Достоевский все время кружится вокруг этих проблем. Гальцева и Роднянская правду сказали, разбирая плохую книгу Бурсова («Новый мир», 1972, № 3), что двойничество его героев по большей части означает спор внешнего и внутреннего человека. Иногда ситуации романа прямо можно свести к посланиям ап. Павла. Митенька (как мы уже заметили) раздвоен по Посланию к Римлянам: он не сомневается в Законе, в идеале Мадонны (христианская, личностная форма Закона), но следует, по низости своей натуры или по бесовскому наваждению, идеалу содомскому. Иногда ситуация вывернута наизнанку: разум (эвклидовский разум) создает содомский антизакон, а внутренний голос выступает как чувство, как «натура» (Раскольников, Иван). Это тоже по Павлу, только по другому Посланию, к Коринфянам: «ибо разум века сего – безумие перед Господом».
Но всего Достоевского к таким сравнительно простым положениям нельзя свести. Какая-то сила (не будем разгадывать, как назвать ее) влечет его дальше. Он все время хочет попробовать, что будет, если Христос столкнется с истиной? И когда Версилов раскалывает икону, он, может быть, «двоится» не только между гордыней и смирением (между богочеловеком и человекобогом), но еще между внутреннейшим Христом и его оболочкой. И может быть, этот внутреннейший Христос, зыбкий, неуловимый, глубже того, который живет как закон в страннике Макаре. Я думаю, что двойничество героев Достоевского не допускает однозначного толкования и толкование самого Достоевского – не окончательное. Я думаю, что в героях Достоевского одновременно могут быть не одна, а две раздвоенности, спутанные друг с другом, и когда герой выходит из раздвоенности, то иногда от силы, от преодоления тьмы (как Раскольников, от победы любви), а иногда скорее от усталости, от готовности пожертвовать чем-то, может быть, и высшим, но больше не выносить душевного разлада; и в Версилове мне чудится скорее второе. В каждом смирившемся герое Достоевского можно найти и силу и усталость; разница в акцентах; и в каждом смирении перед «народной» правдой есть просветление, а есть и надрыв и выдумывание почвы, которой на самом деле нет (как в Шатове).
Ясно одно. Как бы Достоевский задним числом ни перетолковывал свое кредо, созерцание Христа вне истины и истины вне Христа постоянно действует в нем, как скрытая пружина, и заставляет почти помимо воли выходить за рамки известного, отпечатанного в памяти народа – к неизвестному, к сотворению заново. В его романах встречаются удивительные вещи. Например, малограмотная Марья Тимофеевна говорит, как Спиноза: «Бог и природа одно». Князь Мышкин, напротив, совершенно не способен сказать о вере теми формулами, которые, собственно, и составляют вероисповедание. Все, что он ответил Рогожину, мог бы повторить индуист, буддист, суфий. Во сне Версилова Христос сходит к человечеству, отвернувшемуся от него[45]

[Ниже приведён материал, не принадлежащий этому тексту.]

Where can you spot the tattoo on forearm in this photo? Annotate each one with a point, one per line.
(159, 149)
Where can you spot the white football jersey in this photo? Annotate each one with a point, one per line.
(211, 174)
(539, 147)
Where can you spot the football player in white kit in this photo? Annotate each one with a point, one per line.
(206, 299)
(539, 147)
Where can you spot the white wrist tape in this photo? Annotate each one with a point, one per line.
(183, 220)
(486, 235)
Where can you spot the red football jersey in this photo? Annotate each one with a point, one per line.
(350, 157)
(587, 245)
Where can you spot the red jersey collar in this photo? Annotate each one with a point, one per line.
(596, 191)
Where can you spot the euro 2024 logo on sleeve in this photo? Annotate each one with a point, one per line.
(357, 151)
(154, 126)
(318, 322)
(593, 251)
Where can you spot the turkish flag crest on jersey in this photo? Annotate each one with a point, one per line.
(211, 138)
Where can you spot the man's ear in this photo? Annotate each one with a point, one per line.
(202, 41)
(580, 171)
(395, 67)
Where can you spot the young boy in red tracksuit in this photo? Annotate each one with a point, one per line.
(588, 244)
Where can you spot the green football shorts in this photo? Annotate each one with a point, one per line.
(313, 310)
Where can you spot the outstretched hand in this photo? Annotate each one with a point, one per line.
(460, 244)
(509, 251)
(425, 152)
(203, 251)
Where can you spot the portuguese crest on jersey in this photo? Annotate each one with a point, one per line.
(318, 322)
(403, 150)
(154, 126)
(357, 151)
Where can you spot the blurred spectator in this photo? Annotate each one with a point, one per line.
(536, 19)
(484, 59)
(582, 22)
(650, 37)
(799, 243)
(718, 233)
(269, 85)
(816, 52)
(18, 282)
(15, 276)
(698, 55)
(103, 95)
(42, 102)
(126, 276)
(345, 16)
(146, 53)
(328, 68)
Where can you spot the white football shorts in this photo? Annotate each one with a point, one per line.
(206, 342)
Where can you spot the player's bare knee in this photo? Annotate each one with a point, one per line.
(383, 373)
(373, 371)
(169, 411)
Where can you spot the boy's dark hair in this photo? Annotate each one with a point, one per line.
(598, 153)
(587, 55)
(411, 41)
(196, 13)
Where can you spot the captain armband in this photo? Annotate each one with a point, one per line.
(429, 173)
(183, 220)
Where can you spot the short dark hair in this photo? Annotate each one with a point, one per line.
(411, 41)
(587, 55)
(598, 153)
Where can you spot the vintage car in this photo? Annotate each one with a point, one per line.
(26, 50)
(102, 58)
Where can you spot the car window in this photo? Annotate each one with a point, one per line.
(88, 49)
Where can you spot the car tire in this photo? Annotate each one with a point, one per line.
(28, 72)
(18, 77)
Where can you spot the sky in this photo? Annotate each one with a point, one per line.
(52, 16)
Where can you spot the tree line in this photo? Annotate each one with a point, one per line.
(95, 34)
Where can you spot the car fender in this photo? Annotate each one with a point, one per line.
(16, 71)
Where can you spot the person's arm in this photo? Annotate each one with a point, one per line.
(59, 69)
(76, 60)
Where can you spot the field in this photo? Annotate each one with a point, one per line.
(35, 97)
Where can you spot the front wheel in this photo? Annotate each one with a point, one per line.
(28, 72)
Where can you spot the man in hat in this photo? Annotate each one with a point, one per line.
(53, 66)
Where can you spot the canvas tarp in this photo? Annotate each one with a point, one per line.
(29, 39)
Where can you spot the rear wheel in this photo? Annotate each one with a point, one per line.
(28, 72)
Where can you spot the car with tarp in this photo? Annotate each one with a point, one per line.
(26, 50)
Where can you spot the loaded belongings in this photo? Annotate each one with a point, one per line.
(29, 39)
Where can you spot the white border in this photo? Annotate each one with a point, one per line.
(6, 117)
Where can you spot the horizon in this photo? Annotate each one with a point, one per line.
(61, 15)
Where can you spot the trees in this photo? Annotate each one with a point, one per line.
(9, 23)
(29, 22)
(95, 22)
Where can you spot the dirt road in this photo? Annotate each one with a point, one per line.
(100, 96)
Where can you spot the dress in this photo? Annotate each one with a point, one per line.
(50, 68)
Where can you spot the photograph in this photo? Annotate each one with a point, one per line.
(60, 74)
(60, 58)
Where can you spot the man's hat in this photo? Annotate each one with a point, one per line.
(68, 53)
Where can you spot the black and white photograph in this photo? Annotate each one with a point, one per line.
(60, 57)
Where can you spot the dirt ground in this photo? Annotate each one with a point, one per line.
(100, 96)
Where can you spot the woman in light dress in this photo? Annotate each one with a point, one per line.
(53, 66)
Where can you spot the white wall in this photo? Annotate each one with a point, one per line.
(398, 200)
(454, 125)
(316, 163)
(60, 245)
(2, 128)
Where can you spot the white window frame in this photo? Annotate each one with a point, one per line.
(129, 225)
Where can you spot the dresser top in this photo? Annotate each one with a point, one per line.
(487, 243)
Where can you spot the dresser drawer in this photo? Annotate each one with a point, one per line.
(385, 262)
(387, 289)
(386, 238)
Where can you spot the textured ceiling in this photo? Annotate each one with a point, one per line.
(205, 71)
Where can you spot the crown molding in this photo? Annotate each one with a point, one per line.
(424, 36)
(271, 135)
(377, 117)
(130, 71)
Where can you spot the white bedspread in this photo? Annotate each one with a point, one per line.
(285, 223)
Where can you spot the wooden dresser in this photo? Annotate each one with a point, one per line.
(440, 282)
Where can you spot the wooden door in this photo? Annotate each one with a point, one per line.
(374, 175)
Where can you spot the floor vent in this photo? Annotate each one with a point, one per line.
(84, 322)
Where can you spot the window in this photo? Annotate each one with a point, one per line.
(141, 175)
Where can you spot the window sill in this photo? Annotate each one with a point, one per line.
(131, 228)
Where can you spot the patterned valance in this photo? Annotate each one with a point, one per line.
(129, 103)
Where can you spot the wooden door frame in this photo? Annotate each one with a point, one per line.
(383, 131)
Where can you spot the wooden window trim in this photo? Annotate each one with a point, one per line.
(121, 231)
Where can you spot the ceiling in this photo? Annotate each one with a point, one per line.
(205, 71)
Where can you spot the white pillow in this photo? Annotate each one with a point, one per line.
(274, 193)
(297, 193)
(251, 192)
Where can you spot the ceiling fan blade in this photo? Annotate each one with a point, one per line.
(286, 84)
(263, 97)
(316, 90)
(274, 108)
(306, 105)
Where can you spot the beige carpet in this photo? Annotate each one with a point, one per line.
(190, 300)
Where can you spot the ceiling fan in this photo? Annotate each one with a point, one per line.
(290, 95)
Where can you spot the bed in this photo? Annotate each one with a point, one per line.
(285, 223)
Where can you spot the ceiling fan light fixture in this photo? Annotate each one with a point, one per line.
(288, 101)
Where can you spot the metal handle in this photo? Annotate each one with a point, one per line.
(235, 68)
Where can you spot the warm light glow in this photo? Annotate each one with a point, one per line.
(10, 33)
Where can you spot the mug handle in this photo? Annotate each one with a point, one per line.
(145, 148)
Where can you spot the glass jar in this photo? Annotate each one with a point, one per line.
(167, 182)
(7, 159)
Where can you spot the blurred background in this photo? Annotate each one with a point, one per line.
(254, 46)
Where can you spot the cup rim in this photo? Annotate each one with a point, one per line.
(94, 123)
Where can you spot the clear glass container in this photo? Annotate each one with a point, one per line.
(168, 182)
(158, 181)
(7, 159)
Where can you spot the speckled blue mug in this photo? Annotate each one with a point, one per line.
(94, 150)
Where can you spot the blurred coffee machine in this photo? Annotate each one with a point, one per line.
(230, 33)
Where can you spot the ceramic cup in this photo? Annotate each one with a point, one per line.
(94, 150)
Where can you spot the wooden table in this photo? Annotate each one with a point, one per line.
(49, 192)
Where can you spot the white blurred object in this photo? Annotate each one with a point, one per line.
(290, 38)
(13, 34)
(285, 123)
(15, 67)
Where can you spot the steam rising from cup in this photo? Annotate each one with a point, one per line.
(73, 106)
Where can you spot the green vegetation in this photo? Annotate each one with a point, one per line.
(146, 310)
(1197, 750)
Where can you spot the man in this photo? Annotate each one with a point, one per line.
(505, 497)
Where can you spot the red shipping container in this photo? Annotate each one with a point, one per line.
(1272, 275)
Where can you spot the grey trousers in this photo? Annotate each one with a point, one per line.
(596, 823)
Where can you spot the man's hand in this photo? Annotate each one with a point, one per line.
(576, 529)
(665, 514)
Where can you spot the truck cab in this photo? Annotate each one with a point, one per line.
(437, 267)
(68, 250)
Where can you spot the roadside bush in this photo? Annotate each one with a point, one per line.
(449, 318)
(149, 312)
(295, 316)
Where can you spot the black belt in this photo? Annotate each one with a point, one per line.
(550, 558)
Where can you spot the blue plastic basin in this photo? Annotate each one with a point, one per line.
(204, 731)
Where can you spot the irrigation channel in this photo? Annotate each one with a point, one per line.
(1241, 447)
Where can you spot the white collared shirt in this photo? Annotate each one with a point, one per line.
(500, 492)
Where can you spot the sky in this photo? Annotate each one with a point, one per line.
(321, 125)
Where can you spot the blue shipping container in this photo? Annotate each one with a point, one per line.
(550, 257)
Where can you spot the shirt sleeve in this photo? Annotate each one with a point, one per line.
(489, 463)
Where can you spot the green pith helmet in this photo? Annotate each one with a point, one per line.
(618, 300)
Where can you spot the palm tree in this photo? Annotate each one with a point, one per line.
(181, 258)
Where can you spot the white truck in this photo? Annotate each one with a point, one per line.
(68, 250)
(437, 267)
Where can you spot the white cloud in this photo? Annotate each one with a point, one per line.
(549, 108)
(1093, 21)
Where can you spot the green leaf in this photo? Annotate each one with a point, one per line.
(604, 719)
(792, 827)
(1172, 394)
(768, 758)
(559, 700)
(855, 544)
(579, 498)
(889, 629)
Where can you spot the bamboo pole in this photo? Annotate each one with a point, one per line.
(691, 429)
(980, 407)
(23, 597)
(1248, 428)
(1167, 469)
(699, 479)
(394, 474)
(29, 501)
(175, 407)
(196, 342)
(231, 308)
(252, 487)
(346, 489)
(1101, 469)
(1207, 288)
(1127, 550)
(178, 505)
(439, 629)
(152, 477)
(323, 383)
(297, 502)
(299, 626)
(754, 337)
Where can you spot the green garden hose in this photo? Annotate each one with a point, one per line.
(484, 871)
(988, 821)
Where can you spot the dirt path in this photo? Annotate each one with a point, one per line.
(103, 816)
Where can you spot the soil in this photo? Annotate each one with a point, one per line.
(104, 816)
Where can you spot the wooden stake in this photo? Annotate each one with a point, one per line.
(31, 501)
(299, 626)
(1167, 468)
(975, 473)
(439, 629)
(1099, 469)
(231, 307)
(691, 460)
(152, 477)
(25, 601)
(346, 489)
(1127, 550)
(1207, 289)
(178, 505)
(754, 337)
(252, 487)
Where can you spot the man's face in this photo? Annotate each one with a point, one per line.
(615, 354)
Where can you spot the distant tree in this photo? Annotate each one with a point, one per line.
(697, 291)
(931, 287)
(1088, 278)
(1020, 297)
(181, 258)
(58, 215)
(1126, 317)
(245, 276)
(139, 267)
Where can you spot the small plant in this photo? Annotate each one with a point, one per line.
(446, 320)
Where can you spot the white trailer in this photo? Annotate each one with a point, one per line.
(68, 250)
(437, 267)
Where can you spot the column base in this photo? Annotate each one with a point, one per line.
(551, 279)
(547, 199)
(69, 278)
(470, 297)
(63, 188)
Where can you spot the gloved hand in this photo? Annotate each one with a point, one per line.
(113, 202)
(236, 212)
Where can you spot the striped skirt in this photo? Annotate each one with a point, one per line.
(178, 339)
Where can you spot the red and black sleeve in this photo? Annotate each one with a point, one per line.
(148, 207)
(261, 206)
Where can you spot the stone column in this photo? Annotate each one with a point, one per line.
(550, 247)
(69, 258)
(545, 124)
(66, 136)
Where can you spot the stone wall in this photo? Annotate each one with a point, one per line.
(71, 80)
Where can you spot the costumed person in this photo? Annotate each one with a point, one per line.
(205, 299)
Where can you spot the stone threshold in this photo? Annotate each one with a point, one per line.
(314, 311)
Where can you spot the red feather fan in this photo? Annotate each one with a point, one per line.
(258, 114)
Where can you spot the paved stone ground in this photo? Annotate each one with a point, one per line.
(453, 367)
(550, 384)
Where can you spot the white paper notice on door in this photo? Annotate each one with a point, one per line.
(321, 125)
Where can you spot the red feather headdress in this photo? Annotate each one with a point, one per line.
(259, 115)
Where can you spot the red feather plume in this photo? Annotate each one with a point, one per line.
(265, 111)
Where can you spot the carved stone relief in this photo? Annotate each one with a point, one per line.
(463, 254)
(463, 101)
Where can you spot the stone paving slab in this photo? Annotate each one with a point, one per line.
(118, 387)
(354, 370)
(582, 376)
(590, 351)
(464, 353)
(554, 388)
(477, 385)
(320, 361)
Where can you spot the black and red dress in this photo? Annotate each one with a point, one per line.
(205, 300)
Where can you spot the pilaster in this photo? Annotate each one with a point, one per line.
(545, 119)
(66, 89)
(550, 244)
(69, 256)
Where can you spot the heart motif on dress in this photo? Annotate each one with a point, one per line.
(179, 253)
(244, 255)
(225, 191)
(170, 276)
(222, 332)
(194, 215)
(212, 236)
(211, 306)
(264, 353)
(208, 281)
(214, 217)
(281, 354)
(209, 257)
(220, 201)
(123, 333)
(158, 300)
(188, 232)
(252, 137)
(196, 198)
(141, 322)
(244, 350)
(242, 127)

. И в «ультрамонтанской» теории Ивана церковь, поглотив государство, тем самым перестает быть и церковью, чем-то особым от мира, лежащего во зле. Конечно, смешивать героев с автором недопустимо. Но и отделить их совершенно нельзя. Тем более что под теорией Ивана автор как бы расписывается. В романе иеромонахи признают ее («буди, буди»). Старцы Оптиной пустыни, их прототипы, были (по свидетельству К. Леонтьева) чрезвычайно возмущены этим.Достоевский все время ходит по краю непосредственного переживания вечного, вне всех тех слов, которые созданы были разными вероисповеданиями; но как только он сознает эту возможность – она пугает его. Я не говорю о гордецах, поставивших свою эвклидовскую идею вечного на место подлинно вечного (Иван, может быть Ставрогин). Но у Кириллова действительно что-то было, не одна идея (идея его как раз очень слабенькая, почти убогая; даже трудно придумать что-то более нелепое). Почему Достоевский отшатывается от него, от его опыта (не такого уж далекого от мышкинского опыта высших мгновений)? Почему Кириллов непременно должен оказаться во власти какой-то idee fixe? Почему благословен только Шатов, поверивший вместе с Богом, и даже вместо Бога, в народ, в народный образ Божий?
Я еще буду говорить о загадочном характере Кириллова, о каком-то постоянном ощущении грани правдоподобного и неправдоподобного, натянутого. Но до всякого анализа бросается в глаза какое-то страстное недоброжелательство автора, за которым, может быть, страх.